During the summer months, a road trip almost seems like a necessary rite of passage for drivers young and old. AAA estimates that four-in-ten adults plan to take trips during the year, with 68% of these family travelers making their trip during summer vacation. With the school-year closing out, it isn’t surprising that many parents plan their vacations around this time of year. While road trips are associated with great memories and fun, improper preparation can lead to stressful situations that impact the whole trip.

Road Trip Dangers

Road trips pose the same general risks as driving on the road. However, they involve much more highway travel at high speeds than typical travel. On the freeway, several complications could get in the way of a flawless road trip.

  • Contextual incidents – Contextual incidents involve random accidents, like flat tires, caused by issues or obstacles on the road. Running out of gas can also be a contextual incident if the driver doesn’t check how long a stretch of road is before the next gas station.
  • Highway traffic – Highway traffic can be dangerous when drivers don’t follow basic safety practices. For example, rear-end collisions are caused by speeding cars that weave in-and-out of traffic. If these drivers slam on their brakes after miscalculating their speed, they can cause collisions. Truck-related incidents also cause dangerous collisions in congested areas or when they attempt to overtake other trucks by merging into faster lanes.
  • Driver distraction – Distracted driving is a dangerous, self-caused issue that can occur during long-drawn trips. Sleepiness, talking with other passengers, or navigating through your playlist can all cause car accidents by taking your attention away from the roadway.

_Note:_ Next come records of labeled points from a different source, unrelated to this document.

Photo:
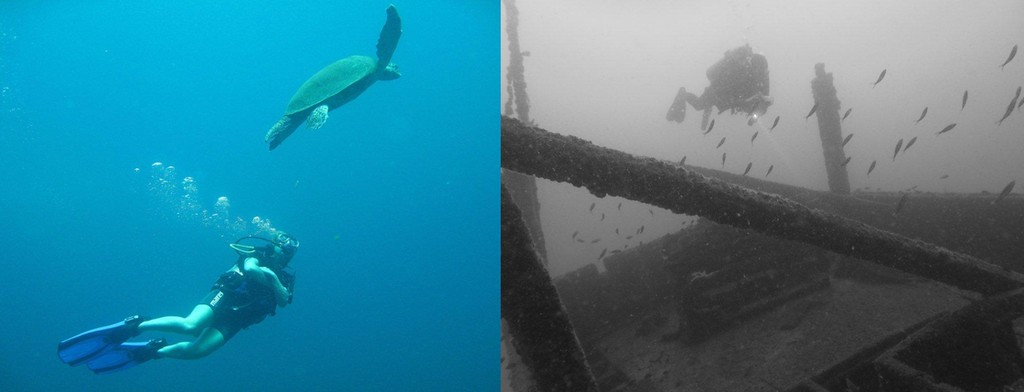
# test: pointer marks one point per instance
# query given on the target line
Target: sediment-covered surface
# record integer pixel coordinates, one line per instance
(605, 171)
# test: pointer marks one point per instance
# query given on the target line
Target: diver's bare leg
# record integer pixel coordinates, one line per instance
(208, 342)
(193, 324)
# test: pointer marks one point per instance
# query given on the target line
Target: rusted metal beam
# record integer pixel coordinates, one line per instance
(605, 171)
(829, 129)
(542, 332)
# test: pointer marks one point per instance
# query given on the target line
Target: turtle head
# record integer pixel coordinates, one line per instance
(390, 72)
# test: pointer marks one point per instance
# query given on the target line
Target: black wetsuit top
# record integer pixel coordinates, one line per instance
(239, 302)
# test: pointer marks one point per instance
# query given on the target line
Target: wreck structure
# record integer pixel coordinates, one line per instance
(963, 241)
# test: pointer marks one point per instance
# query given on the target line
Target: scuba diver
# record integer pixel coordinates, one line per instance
(738, 83)
(245, 295)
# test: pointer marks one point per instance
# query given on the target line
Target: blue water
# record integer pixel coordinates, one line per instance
(394, 200)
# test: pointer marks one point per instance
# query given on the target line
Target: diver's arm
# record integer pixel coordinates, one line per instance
(760, 66)
(266, 277)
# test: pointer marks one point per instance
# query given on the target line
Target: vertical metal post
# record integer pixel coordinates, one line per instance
(829, 129)
(542, 332)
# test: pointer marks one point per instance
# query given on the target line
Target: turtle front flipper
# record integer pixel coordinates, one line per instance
(281, 131)
(317, 117)
(388, 40)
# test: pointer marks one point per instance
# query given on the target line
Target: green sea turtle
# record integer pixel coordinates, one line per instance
(339, 83)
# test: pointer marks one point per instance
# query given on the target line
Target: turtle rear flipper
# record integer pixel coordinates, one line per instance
(317, 117)
(388, 40)
(284, 128)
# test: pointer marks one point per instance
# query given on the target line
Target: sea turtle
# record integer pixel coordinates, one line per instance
(339, 83)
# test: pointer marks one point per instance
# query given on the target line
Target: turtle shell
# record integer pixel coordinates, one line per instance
(330, 81)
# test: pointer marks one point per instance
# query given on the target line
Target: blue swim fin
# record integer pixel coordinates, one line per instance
(89, 344)
(125, 355)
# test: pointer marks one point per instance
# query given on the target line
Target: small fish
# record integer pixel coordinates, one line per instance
(899, 205)
(923, 114)
(813, 109)
(1013, 52)
(881, 77)
(1008, 188)
(946, 129)
(909, 143)
(1010, 109)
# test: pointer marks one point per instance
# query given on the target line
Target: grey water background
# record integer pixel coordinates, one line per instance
(393, 200)
(607, 71)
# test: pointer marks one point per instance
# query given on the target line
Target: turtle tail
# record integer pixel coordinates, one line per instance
(281, 131)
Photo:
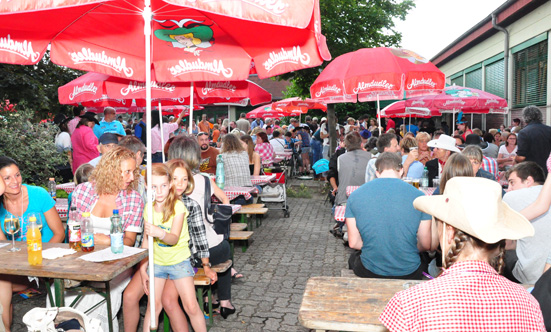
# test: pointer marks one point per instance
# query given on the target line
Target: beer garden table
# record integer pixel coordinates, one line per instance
(66, 267)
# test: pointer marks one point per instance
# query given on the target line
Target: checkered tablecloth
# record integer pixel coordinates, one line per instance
(262, 179)
(351, 189)
(339, 212)
(234, 192)
(62, 207)
(68, 187)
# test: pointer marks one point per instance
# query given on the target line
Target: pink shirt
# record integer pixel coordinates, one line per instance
(156, 145)
(72, 125)
(85, 146)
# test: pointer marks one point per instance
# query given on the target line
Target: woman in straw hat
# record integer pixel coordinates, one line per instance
(470, 295)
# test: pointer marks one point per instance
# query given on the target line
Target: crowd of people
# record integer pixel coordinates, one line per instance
(470, 223)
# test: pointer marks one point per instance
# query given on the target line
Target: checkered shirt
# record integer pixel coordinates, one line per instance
(199, 245)
(129, 203)
(490, 165)
(266, 152)
(469, 296)
(236, 169)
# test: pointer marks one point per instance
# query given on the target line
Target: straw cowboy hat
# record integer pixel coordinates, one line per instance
(444, 142)
(474, 205)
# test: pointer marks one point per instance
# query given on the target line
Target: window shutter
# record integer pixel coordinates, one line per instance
(494, 79)
(530, 76)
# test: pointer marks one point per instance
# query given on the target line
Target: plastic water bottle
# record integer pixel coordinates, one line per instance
(220, 177)
(117, 235)
(52, 188)
(75, 229)
(87, 232)
(425, 178)
(34, 242)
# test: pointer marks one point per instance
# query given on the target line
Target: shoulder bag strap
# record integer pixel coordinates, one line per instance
(208, 198)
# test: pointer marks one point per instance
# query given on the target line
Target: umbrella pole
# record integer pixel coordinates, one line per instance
(162, 132)
(190, 129)
(378, 115)
(147, 32)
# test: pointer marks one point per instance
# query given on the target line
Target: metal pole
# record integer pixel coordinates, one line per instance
(147, 15)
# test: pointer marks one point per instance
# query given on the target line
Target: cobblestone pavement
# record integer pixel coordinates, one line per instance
(283, 254)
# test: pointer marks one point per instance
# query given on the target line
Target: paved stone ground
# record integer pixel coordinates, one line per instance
(283, 254)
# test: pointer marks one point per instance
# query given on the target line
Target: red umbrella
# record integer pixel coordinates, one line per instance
(377, 73)
(191, 40)
(267, 111)
(457, 98)
(297, 104)
(95, 89)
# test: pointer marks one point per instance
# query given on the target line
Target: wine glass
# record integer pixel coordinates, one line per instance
(11, 227)
(38, 219)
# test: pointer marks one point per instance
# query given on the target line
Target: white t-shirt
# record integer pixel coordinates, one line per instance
(505, 153)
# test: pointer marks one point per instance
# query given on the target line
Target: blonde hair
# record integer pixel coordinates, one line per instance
(82, 174)
(180, 163)
(107, 175)
(159, 169)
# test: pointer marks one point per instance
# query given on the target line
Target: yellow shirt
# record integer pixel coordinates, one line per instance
(163, 253)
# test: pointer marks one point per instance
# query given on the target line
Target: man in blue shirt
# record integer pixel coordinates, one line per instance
(109, 124)
(392, 232)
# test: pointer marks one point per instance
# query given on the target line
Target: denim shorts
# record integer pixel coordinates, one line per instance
(176, 271)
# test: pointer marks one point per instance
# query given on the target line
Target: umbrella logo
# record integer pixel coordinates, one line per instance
(190, 35)
(85, 88)
(24, 49)
(211, 86)
(286, 56)
(135, 87)
(86, 55)
(328, 88)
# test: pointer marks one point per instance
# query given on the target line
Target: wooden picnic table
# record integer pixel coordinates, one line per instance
(66, 267)
(347, 304)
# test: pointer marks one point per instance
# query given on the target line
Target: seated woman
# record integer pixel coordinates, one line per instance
(112, 186)
(473, 245)
(254, 157)
(236, 163)
(20, 200)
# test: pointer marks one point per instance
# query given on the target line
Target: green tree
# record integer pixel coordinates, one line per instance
(350, 25)
(36, 86)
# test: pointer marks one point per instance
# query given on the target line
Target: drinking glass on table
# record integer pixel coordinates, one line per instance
(12, 226)
(38, 219)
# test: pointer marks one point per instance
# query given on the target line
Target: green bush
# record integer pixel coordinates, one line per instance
(31, 145)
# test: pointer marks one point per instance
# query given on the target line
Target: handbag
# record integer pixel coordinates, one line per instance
(221, 214)
(45, 319)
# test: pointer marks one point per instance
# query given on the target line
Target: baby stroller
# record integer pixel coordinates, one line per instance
(276, 192)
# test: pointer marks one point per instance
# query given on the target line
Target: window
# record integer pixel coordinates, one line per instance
(457, 80)
(494, 78)
(530, 75)
(473, 79)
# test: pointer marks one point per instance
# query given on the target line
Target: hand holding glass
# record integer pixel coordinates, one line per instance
(11, 227)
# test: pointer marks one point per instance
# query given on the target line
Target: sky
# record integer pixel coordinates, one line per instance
(434, 24)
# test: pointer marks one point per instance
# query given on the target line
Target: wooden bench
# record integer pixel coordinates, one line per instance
(202, 282)
(258, 210)
(239, 236)
(237, 226)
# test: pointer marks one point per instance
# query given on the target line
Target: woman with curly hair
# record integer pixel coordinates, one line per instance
(112, 186)
(471, 223)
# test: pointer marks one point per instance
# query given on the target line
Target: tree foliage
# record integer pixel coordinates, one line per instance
(350, 25)
(36, 86)
(29, 143)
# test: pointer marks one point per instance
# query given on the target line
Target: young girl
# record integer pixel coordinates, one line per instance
(172, 254)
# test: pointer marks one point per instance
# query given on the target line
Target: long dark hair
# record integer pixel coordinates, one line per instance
(6, 162)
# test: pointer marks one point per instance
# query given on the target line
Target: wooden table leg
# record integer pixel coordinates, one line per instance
(59, 290)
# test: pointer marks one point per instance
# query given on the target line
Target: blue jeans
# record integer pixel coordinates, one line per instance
(316, 151)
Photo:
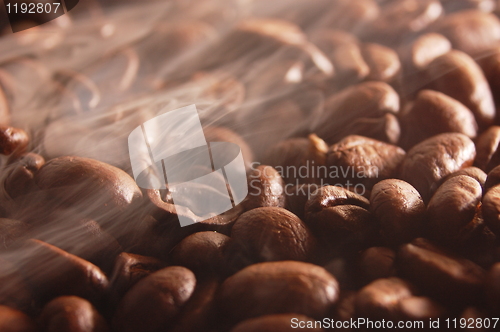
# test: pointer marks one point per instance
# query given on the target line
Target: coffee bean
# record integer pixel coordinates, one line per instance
(276, 323)
(380, 299)
(431, 160)
(469, 87)
(272, 234)
(71, 314)
(440, 274)
(470, 31)
(12, 320)
(452, 208)
(400, 210)
(204, 253)
(154, 302)
(260, 290)
(365, 160)
(447, 114)
(266, 188)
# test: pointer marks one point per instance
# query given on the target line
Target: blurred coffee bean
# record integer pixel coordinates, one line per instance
(266, 188)
(431, 160)
(470, 31)
(441, 275)
(154, 302)
(276, 323)
(452, 208)
(299, 160)
(273, 234)
(469, 87)
(488, 154)
(400, 210)
(12, 320)
(339, 217)
(366, 100)
(67, 275)
(402, 19)
(383, 62)
(434, 113)
(128, 270)
(376, 263)
(260, 290)
(71, 314)
(204, 253)
(98, 190)
(363, 160)
(380, 299)
(13, 140)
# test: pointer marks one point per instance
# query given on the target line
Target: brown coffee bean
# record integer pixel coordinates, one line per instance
(67, 275)
(470, 31)
(71, 314)
(364, 160)
(128, 270)
(339, 217)
(452, 208)
(433, 159)
(400, 210)
(204, 253)
(277, 323)
(441, 275)
(366, 100)
(273, 234)
(13, 140)
(278, 287)
(488, 154)
(153, 303)
(434, 113)
(12, 320)
(299, 160)
(469, 87)
(266, 188)
(380, 299)
(376, 263)
(383, 62)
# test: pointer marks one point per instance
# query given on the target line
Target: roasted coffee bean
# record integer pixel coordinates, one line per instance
(339, 217)
(364, 160)
(433, 113)
(266, 188)
(433, 159)
(260, 290)
(452, 208)
(400, 210)
(153, 303)
(296, 156)
(12, 320)
(71, 314)
(492, 286)
(276, 323)
(383, 62)
(368, 100)
(470, 31)
(380, 299)
(13, 140)
(441, 275)
(488, 154)
(128, 270)
(204, 253)
(68, 274)
(99, 190)
(469, 87)
(273, 234)
(376, 263)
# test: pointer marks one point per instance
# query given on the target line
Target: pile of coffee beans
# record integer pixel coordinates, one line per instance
(374, 187)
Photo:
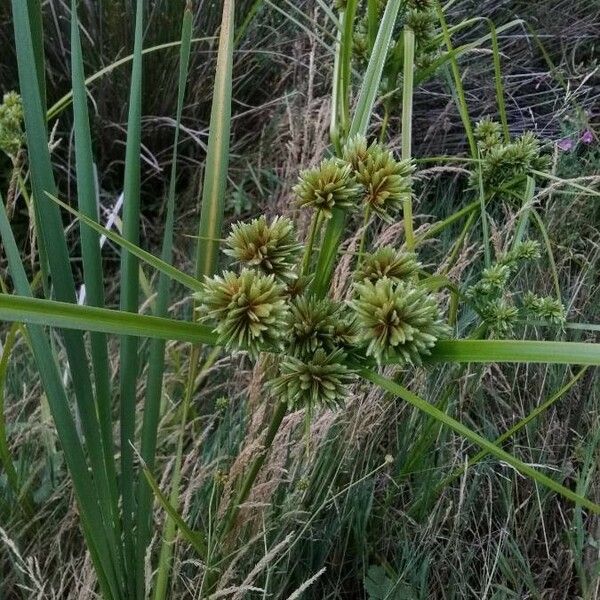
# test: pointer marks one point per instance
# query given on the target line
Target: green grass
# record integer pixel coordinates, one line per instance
(168, 464)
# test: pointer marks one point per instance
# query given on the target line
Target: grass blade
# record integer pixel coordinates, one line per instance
(472, 436)
(360, 123)
(129, 299)
(156, 359)
(407, 107)
(85, 490)
(513, 351)
(92, 269)
(51, 234)
(217, 157)
(211, 222)
(160, 265)
(65, 315)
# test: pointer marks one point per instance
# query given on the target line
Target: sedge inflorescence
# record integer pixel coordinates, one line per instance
(502, 309)
(267, 305)
(505, 165)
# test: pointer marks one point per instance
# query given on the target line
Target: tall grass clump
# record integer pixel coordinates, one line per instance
(356, 311)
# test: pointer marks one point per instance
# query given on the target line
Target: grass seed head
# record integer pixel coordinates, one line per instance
(272, 248)
(397, 318)
(328, 186)
(387, 262)
(11, 119)
(249, 310)
(318, 381)
(385, 180)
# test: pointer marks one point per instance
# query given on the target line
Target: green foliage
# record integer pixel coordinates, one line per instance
(396, 265)
(270, 247)
(506, 165)
(328, 186)
(313, 382)
(397, 318)
(11, 124)
(493, 300)
(249, 310)
(385, 181)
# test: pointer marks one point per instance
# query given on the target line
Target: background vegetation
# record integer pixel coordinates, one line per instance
(369, 499)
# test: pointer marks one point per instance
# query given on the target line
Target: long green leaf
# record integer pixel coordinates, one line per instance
(513, 351)
(360, 123)
(159, 264)
(472, 436)
(129, 300)
(85, 490)
(211, 222)
(65, 315)
(63, 103)
(156, 358)
(93, 278)
(51, 236)
(217, 157)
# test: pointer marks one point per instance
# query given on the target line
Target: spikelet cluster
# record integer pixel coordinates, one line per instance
(396, 265)
(385, 181)
(249, 310)
(320, 380)
(266, 308)
(328, 186)
(506, 164)
(499, 308)
(11, 122)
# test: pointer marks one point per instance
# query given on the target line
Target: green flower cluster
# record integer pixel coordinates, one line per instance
(330, 185)
(397, 319)
(266, 308)
(499, 308)
(419, 15)
(11, 121)
(248, 310)
(505, 165)
(366, 174)
(271, 248)
(396, 265)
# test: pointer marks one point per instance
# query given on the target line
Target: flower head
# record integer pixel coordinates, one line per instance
(419, 4)
(11, 118)
(318, 381)
(500, 316)
(387, 262)
(397, 318)
(422, 22)
(505, 164)
(328, 186)
(546, 308)
(271, 248)
(311, 325)
(587, 137)
(385, 180)
(249, 310)
(488, 134)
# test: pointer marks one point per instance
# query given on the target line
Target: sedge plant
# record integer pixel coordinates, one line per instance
(273, 303)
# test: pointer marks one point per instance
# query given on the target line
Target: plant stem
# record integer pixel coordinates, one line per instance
(363, 236)
(384, 123)
(315, 226)
(407, 105)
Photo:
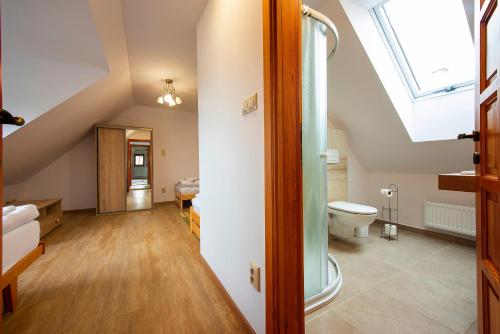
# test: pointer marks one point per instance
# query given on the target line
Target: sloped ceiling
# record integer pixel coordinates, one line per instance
(358, 103)
(161, 39)
(35, 145)
(51, 51)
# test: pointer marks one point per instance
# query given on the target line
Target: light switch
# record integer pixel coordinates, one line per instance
(249, 104)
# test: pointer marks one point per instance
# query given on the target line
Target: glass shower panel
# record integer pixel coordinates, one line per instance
(314, 148)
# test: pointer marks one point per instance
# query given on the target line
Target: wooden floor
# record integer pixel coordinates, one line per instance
(138, 272)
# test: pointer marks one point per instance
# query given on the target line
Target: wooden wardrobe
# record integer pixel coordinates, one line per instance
(111, 170)
(113, 165)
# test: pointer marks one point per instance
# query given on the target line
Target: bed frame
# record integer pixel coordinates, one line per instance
(180, 198)
(9, 279)
(194, 222)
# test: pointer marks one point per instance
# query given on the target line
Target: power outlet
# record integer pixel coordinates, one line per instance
(249, 104)
(255, 276)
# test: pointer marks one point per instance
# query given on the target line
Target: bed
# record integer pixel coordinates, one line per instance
(186, 190)
(21, 246)
(194, 216)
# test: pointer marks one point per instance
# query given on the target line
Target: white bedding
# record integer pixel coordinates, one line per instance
(195, 203)
(18, 243)
(186, 190)
(21, 215)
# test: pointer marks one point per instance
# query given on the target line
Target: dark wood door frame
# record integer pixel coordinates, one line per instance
(283, 166)
(488, 194)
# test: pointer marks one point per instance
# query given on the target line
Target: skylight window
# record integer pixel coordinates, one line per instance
(431, 42)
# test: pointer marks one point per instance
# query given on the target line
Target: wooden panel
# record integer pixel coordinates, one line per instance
(283, 166)
(112, 192)
(487, 197)
(494, 311)
(457, 182)
(492, 230)
(492, 131)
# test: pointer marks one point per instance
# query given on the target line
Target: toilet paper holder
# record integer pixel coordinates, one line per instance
(389, 229)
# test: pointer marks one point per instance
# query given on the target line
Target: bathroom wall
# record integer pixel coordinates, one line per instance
(364, 186)
(337, 173)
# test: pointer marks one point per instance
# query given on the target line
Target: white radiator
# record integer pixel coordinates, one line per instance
(449, 217)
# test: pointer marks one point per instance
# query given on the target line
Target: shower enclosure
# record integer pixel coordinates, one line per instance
(322, 276)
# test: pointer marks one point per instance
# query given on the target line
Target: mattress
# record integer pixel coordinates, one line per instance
(187, 190)
(195, 203)
(18, 243)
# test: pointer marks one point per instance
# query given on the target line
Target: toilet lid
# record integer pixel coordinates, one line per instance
(352, 208)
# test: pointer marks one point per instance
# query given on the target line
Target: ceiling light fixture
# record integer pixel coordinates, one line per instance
(168, 96)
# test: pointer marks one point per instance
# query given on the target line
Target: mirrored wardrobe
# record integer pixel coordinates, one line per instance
(124, 168)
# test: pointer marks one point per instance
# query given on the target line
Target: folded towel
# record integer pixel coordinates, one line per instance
(8, 209)
(21, 215)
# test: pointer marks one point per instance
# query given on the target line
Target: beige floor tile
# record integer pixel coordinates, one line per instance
(416, 285)
(374, 312)
(330, 322)
(432, 298)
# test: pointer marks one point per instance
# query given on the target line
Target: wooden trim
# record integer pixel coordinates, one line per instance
(283, 166)
(8, 283)
(226, 295)
(434, 234)
(79, 211)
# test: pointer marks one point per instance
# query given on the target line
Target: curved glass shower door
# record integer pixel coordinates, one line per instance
(314, 148)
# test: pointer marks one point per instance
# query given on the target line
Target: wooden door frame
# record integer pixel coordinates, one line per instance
(283, 166)
(487, 90)
(129, 157)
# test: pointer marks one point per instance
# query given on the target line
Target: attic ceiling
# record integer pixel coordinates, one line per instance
(359, 103)
(50, 53)
(161, 40)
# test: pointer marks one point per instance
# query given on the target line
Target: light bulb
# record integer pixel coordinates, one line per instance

How to Prepare for Your Road Trip

Preparation is necessary before starting your road trip, especially during the hot summer months. Pre-trip planning is essential to prevent completely avoidable accidents that can add hours to days onto your trip.

  • Visit a mechanic – Before trusting your car to traverse potentially hundreds of miles, make sure your car is equipped to handle the trip. Take your car to the mechanic to check the following components: your car’s oil level, the air in your car’s tires, your tires’ tread, and your car’s battery level. Making sure your car is in running condition can prevent car malfunction during your trip.
  • Plan your trip beforehand – Though it might seem fun to exercise spontaneity during a summer road trip, this isn’t always the best course of action. It’s best not only to know where you’re going for fun, but to plan your overnight stops and gas station exits based on your car’s mileage. Always keep a viable form of direction, like a map or GPS system, on hand just in case you need to make emergency stops.
  • Keep an Emergency Kit in Your Car – You should always keep an emergency kit in your car even when you’re not taking a road trip. Fully equipped emergency kits include: an extra tire, a jack to replace a tire, an air pressure gauge, jumper cables, a basic tool set, and a life hammer. A life hammer can tear seatbelts and break windows in the case of emergencies.
  • Pack beforehand – Gather everything you need within the week before your trip. Do not leave everything to the last minute before a big trip – it’s easy to forget small, but important details that could impact your trip in the future.
  • Know your passengers’ details – If you’re road-tripping with friends this summer, make sure you know their insurance details and whether they’re stashing illegal substances. Even though you may be the designated driver on your road trip, remember that open container and possession laws still apply.

Before taking off this summer, remember to follow these safety tips to ensure your trip runs smoothly.